Police raids carried out throughout Nicaragua in May resulted in the arrests of some 60 opponents of the Daniel Ortega-Rosario Murillo regime. After being convicted within hours in summary trials without legal defense for “conspiracy to undermine national integrity and propagation of fake news,” the detainees were released on parole yet will have to report daily to police stations, Spanish newspaper El País reported.
The first raid took place during the fifth anniversary of the April 2018 social uprising. “It’s already been more than five years of systematic persecution with serious human rights violations and crimes against humanity,” attorney Gonzalo Carrión, founding member and advocate of nongovernmental organization Human Rights Collective Nicaragua Nunca Más, told Diálogo on June 13 from exile in Costa Rica.
In addition to political opponents, detainees included human rights advocates, journalists, rural workers, and people linked to the Catholic Church, the National Blue and White Unity opposition movement, which has been keeping a tally of the arbitrary detentions, said on June 2.
The Nicaraguan justice system also ruled on May 9 and 11 that 26 attorneys and notaries critical of the regime could no longer practice law for defending those attending the protests. On February 9, 25 attorneys were stripped of their nationality along with 292 others. The regime confiscated their assets and property.
“The new method for these processes is illegal in addition to violating due process and human rights,” Attorney Yonarqui Martínez, who has worked in the defense of several Nicaraguan political prisoners, told Voice of America (VOA).
“I was declared a traitor to the homeland without having been subjected to any process. I was convicted without a trial,” Carrión added. In March, the Ortega-Murillo regime stripped him of his nationality along with 94 other people. “In a dictatorship there are no rights or guarantees,” he said.
According to Martínez, this restructuring of the repression directly affects the economy of the opponents and the integrity of their families, because having to report to the police day after day is a heavy physical and psychological burden. Another method is not allowing the accused to have a public defender or denying them the opportunity to have access to another alternative, he pointed out.
House by house
The Ortega-Murillo regime is also implementing a house-to-house visit program led by the police and the Ministry of the Interior to “guarantee peace.” “We are going to do it all the time, to strengthen the knowledge and observance of our citizen security model,” Rosario Murillo said on May 25.

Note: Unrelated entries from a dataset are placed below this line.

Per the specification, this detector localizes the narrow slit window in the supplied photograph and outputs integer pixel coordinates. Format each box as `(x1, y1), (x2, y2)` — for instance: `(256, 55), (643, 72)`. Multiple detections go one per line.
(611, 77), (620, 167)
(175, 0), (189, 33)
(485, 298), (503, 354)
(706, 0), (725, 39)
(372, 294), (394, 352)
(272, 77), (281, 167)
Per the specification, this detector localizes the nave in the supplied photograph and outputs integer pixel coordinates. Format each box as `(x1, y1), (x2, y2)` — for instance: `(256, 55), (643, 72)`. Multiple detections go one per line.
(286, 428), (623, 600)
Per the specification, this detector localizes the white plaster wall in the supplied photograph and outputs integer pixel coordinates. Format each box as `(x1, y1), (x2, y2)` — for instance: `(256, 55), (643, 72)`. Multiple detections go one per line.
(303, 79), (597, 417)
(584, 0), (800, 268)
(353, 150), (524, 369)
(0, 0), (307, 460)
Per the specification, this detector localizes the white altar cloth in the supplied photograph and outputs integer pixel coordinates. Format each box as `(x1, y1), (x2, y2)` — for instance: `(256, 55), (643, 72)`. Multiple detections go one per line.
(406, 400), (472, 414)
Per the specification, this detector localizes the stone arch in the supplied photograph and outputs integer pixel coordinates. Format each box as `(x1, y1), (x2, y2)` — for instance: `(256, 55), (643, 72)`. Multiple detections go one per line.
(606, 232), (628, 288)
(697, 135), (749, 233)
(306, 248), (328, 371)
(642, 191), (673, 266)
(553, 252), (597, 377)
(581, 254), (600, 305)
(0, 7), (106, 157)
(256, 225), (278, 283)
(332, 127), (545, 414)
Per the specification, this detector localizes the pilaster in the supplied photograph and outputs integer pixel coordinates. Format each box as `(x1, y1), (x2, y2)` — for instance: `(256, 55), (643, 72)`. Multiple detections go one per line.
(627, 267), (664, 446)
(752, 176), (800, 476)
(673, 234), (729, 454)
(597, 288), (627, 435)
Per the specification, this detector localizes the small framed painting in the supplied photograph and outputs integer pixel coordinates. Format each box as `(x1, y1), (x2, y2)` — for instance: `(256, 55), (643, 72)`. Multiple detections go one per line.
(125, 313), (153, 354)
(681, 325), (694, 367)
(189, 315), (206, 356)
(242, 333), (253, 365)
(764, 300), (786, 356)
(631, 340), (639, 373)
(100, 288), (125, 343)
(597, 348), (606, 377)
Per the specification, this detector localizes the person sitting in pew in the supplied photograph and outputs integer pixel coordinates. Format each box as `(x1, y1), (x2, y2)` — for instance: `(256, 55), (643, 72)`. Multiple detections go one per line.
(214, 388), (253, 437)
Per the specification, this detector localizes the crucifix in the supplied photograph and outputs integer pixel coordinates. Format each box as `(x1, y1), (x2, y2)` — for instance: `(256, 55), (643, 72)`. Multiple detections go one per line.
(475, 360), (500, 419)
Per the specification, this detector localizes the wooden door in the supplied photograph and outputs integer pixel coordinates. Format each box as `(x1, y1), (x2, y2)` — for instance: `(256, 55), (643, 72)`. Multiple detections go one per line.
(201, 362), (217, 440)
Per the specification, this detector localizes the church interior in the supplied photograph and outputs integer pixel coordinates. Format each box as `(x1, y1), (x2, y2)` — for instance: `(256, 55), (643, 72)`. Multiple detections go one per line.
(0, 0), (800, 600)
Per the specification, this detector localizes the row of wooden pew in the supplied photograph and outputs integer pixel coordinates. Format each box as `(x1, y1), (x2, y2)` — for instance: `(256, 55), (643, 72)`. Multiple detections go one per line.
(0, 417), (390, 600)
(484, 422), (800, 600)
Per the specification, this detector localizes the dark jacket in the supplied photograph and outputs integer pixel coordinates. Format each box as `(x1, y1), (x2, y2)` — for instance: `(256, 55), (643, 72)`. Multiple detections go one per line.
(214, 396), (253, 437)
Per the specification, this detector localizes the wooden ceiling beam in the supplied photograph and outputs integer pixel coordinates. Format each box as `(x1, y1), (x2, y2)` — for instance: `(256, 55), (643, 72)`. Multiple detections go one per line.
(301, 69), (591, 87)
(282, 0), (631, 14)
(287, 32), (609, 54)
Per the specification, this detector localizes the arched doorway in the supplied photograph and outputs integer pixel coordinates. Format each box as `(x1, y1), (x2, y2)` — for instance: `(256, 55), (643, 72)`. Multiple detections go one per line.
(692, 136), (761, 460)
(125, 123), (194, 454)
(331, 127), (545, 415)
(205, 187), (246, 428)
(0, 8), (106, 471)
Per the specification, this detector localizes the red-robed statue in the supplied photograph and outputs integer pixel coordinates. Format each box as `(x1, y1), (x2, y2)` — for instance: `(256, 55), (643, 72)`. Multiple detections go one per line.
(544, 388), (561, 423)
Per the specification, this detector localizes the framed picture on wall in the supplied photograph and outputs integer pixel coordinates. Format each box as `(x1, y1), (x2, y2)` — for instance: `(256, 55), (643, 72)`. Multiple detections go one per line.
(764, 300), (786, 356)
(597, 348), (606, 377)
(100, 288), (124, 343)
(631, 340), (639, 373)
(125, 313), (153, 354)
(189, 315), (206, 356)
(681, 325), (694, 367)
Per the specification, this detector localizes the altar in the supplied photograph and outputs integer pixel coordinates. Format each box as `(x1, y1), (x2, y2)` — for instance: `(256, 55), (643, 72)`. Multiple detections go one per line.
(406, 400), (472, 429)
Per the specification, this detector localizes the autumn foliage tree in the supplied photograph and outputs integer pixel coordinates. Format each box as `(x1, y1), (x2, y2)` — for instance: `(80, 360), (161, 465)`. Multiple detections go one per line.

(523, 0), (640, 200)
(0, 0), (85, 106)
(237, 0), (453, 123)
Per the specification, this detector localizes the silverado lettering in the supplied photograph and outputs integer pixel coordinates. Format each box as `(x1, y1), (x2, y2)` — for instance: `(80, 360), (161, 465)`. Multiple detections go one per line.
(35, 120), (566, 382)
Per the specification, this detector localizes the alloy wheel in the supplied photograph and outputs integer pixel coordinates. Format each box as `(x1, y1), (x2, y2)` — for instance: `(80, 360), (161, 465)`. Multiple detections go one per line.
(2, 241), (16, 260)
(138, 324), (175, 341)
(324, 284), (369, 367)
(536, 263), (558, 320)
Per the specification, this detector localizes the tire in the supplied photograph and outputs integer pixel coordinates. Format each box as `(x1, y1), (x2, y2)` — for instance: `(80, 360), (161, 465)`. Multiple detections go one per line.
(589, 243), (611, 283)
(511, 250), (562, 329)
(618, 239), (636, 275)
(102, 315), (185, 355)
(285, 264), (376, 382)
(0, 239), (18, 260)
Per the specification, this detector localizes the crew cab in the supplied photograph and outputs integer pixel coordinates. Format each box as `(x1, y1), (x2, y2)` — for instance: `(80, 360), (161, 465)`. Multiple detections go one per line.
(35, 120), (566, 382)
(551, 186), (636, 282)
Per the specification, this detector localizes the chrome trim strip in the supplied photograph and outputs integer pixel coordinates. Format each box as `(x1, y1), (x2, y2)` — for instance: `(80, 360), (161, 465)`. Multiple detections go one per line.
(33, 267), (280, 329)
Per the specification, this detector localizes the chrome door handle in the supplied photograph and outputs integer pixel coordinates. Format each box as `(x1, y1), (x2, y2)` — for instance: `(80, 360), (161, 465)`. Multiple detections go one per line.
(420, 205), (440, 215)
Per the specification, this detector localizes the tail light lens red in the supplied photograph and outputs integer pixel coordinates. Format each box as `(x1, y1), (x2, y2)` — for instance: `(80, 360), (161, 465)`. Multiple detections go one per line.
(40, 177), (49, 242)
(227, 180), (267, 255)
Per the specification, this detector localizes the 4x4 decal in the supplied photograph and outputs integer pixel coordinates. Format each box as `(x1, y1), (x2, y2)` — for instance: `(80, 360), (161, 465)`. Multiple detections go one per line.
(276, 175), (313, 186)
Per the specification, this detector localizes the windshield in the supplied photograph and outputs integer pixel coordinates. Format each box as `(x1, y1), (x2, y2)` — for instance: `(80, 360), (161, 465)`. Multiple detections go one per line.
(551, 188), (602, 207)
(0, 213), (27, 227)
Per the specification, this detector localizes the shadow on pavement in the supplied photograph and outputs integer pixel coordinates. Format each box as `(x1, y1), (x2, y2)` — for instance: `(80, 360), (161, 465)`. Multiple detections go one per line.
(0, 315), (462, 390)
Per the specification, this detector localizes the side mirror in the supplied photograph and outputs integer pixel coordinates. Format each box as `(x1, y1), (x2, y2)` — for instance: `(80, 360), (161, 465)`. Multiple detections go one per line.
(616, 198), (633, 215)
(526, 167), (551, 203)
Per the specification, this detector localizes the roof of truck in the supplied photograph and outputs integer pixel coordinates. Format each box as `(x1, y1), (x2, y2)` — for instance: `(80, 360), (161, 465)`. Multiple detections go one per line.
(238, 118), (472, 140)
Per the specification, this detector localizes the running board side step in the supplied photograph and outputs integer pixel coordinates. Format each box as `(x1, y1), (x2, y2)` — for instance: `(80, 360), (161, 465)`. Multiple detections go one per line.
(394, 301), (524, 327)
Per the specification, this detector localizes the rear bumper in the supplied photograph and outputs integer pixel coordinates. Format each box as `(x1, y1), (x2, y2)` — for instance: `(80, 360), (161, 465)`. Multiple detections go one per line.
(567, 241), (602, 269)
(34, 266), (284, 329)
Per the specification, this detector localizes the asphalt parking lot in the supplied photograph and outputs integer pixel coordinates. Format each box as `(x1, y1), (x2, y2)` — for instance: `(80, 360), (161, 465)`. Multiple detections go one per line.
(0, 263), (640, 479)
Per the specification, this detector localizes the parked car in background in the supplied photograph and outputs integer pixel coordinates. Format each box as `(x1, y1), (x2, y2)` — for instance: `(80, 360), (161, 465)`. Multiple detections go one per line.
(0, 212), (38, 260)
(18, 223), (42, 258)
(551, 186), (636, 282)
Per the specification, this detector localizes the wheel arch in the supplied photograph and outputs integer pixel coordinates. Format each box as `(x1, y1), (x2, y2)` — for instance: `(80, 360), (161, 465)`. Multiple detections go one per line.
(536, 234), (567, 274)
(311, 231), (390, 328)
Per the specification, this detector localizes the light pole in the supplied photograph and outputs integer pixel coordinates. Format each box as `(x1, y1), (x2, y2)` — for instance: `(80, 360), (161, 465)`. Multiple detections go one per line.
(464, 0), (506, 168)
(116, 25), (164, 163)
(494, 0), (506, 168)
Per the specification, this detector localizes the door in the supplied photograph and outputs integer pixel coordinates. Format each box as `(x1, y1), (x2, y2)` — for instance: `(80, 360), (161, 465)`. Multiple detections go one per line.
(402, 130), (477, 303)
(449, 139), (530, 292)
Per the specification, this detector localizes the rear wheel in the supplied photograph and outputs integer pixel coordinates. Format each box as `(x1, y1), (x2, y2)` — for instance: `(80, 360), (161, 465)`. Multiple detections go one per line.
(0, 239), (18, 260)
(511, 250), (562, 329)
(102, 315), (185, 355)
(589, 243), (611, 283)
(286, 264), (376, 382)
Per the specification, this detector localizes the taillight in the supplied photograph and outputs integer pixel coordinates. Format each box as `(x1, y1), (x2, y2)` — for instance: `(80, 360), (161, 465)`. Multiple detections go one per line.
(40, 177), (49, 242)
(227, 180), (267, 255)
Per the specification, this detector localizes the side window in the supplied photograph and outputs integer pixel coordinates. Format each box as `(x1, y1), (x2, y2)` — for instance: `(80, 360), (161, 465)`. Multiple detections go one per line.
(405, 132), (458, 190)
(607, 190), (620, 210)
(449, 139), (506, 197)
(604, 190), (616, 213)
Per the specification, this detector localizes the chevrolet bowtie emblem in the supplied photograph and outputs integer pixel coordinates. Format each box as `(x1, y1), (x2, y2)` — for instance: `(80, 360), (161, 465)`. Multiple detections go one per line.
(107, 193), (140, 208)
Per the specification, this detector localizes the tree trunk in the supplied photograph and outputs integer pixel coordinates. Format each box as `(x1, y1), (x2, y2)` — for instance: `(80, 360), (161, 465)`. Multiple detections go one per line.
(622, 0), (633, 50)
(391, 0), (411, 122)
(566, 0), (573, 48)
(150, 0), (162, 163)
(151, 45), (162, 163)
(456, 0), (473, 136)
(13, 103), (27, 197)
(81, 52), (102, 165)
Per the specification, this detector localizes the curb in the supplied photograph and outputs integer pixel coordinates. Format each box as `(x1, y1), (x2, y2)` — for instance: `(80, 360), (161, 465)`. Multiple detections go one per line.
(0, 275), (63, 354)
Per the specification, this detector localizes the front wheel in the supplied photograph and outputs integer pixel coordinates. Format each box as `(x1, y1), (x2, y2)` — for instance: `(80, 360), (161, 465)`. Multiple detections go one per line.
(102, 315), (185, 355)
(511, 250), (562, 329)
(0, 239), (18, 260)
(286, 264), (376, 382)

The house-to-house visit program has already made 43,000 visits, Nicaragua’s state-owned media El 19 Digital reported on June 1. However, the visits are to guarantee social control, to bring the country “to absolute control, typical of a totalitarian regime,” Carrión said.
“Murillo calls acts of repression and intimidation a visit. They visit house to house to bring the message of peace. Where have we seen that the police are visitors to bring the message of peace of a state?” Carrión said. According to Despacho 505 news site, informants that the regime has in all neighborhoods pass on information prior to the visits.
In that same vein, police agents threaten to arrest opponents who criticize the regime on social networks, who react with sarcasm to the projects it develops and offers or describe the socio-political crisis Nicaragua has been experiencing since April 2018, Mexican newspaper Crónica reported.
The Ortega-Murillo regime “prioritizes repression, even though it talks about dialogue and reconciliation. Even when there are no protests in the country’s streets, authorities continue to repress as if the people were protesting,” Carrión said.
Evil manuals
Carrión believes that the repressive methods of the Ortega-Murillo regime are duplicates of those used by their authoritarian allies: China, Cuba, Iran, Russia, and Venezuela. “I think there is an effort to take a bit of all repressive models […], just as Hitler did,” he said.
“For the regime we do not exist, they have erased us. They use the manuals of evil for repression, control of the population, and social control, to silence and create terror,” Carrión said. “The totalitarian model is being implemented with all the schools of evil, to uproot any sign of the exercise of citizenship.”
“In the midst of the 21st century we have rooted in the center of the Americas a family that intends to impose itself in perpetuity as a dynasty in power,” Carrión added.
“I call on democratic states to be more forceful, as when the Somoza dictatorship fell,” Carrión concluded. “The people of Nicaragua urgently need a more forceful and coherent backing from the entire international community, to put an end to this painful violation of human rights and crimes against humanity against its citizens.”